After Afghanistan, the United States announces the withdrawal of its troops from Iraq

Elements of the 3rd Stryker brigade on patrol in Iraq a e1627397373211 Defense Analysis | Armed Forces Budgets and Defense Efforts | Afghanistan conflict

American President Joe Biden, during the visit of Iraqi Prime Minister Mustafa Al-Kadhimi to the White House, announced that the United States intended to withdraw its troops from his country by the end of the year , after the announcement of the withdrawal of troops from Afghanistan which began on May 1 and is due to end on September 11. According to the American president, American forces will remain available to support the authorities and the Iraqi armies, in particular for their training, but the 2,500 men still present in the country will be withdrawn on a shortened timetable, to allow, according to him , to focus on more pressing challenges, in this case Russia and China. This announcement had been expected for several weeks, in line with the more controversial withdrawal from Afghanistan which continues despite the offensive by the Taliban forces who now control half of the Afghan provinces.
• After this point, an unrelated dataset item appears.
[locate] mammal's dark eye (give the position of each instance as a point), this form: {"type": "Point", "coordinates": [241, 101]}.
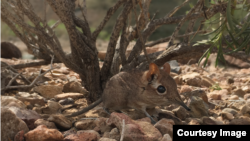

The situation will probably be less complex in Iraq, the country's authorities being more solidly established, and able to rely on other relays of forces than the American or Western forces alone, such as in particular the numerous Iranian militias which participated in the destruction of the Islamic State caliphate and who have not left the country since, as well as the Iraqi Kurds who firmly control the north of the country.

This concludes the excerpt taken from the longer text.